Whenever the Trump administration ends, we already have its shameful epitaph: “Truth isn’t truth.”

President Trump’s lawyer Rudolph W. Giuliani made that unintentional confession of method and purpose Sunday on NBC’s “Meet the Press.” From the beginning of the campaign, this whole enterprise has been a lie, a fraud, a grift, a cruel deception — a sustained and increasingly frantic attempt to obscure inconvenient truth.
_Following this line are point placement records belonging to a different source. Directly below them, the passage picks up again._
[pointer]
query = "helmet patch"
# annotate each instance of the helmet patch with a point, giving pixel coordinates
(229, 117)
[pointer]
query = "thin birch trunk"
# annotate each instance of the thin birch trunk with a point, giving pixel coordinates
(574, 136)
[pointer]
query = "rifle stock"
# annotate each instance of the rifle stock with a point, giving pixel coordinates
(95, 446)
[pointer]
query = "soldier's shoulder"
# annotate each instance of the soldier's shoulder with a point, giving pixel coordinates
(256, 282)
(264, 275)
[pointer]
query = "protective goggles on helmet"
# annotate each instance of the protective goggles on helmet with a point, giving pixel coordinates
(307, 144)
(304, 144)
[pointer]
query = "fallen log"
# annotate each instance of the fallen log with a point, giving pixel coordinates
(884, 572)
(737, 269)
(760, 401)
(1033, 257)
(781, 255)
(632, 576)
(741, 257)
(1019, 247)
Earlier in the interview, as if to illustrate the point he was about to make, Giuliani told what can only be called a bald-faced lie. He claimed that when Trump’s son, son-in-law and campaign chairman met at Trump Tower in 2016 with a Russian lawyer offering dirt on Hillary Clinton, “all they knew is that a woman with a Russian name wanted to meet with them. They didn’t know she was a representative of the Russian government.” But in email traffic setting up the meeting, Donald Trump Jr. was told that the promised “information that would incriminate Hillary” constituted “part of Russia and its government’s support for Mr. Trump.”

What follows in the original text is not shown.